[数字人] NeRF实现

体渲染

光沿着路径传播,如果路径上有物体,就会损失能量,我们将单位面积的光的能量记为\(I(t)\)。假设光走了\(\Delta t\)的路程,此时剩下的能量可以表示成:

\[I(t+\Delta t) = I(t) * (1-\sigma(t)\Delta t) \]

其中\(\sigma(t)\)是该点物体的“占有密度”,因为是单位面积,所以\(\sigma(t)\Delta t\)表示的是这段路径下单位面积的物体的“占有量”,或者说光能量因穿过物体导致的“衰减”。因此可以用微分方程进行推导,得出\(I(t)\)的形式:

\[\begin{align} \Delta I =& I(t+\Delta t) - I(t) \\ =&-I(t)\sigma(t)\Delta t \\ \frac{\Delta I}{\Delta t} =&-I(t)\sigma(t) \\ I'(t) =& -I(t)\sigma(t) \end{align} \]

这是一个可分离的微分方程,可以直接解得

\[\begin{align} I(t) = I_0e^{-\int_0^t \sigma(t)dt} \end{align} \]

其中\(I_0\)是初始能量,这是微分方程的初值。如果我们将\(I(t)\)规定为\([0,1]\)的量,此时\(1-I(t)\)可以表示为一个概率分布函数,即表示\([0,t]\)范围内有物体的概率,此时我们可以求出概率密度函数:

\[\begin{align}(1-I(t))'=f(t) = I_0 \sigma(t)e^{-\int_0^t\sigma(t)dt}\end{align} \]

特别的,我们可以取\(I_0=1\)并且控制\(\sigma(t)\)以保证他还是一个概率密度函数,此时

\[\begin{align}f(t) = \sigma(t)e^{-\int_0^t\sigma(t)dt}\end{align} \]

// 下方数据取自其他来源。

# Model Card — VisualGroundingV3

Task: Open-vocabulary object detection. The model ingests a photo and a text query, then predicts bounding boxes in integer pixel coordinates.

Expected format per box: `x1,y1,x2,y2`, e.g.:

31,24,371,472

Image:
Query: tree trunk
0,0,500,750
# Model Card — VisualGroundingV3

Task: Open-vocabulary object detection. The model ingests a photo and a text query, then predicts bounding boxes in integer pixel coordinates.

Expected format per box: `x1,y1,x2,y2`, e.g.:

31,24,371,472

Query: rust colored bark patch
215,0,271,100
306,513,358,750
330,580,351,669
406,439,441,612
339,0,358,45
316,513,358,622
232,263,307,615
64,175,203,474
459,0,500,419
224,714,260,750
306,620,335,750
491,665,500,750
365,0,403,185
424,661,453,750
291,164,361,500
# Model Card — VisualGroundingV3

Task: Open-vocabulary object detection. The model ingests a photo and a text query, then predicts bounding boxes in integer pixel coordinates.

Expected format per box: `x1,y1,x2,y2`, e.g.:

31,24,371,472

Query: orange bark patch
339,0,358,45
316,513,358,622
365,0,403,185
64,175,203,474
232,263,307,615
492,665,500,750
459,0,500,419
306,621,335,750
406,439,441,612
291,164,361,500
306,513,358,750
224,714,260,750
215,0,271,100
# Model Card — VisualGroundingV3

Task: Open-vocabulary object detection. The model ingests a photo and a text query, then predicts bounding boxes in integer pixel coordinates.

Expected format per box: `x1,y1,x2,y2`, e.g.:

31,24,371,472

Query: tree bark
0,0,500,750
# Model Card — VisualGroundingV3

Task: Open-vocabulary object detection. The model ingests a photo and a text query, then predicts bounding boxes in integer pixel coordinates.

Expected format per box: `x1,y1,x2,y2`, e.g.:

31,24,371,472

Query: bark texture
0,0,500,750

因此,沿着光线路径对颜色进行积分,就是这条路径上颜色的期望,可以描述为:

\[\begin{align}\int_0^Tf(t)c(t)dt = \int_0^T \sigma(t)e^{-\int_0^t\sigma(t)dt}c(t)dt\end{align} \]

一般来说,我们都是从一个近端向一个远端积分,因此改积分上下界:

\[\begin{align}c(r)=\int_{t_{near}}^{t_{far}} \sigma(t)e^{-\int_{t_{near}}^{t}\sigma(t)dt}c(t)dt = \int_{t_{near}}^{t_{far}} \sigma(t)T(t)c(t)dt\end{align} \]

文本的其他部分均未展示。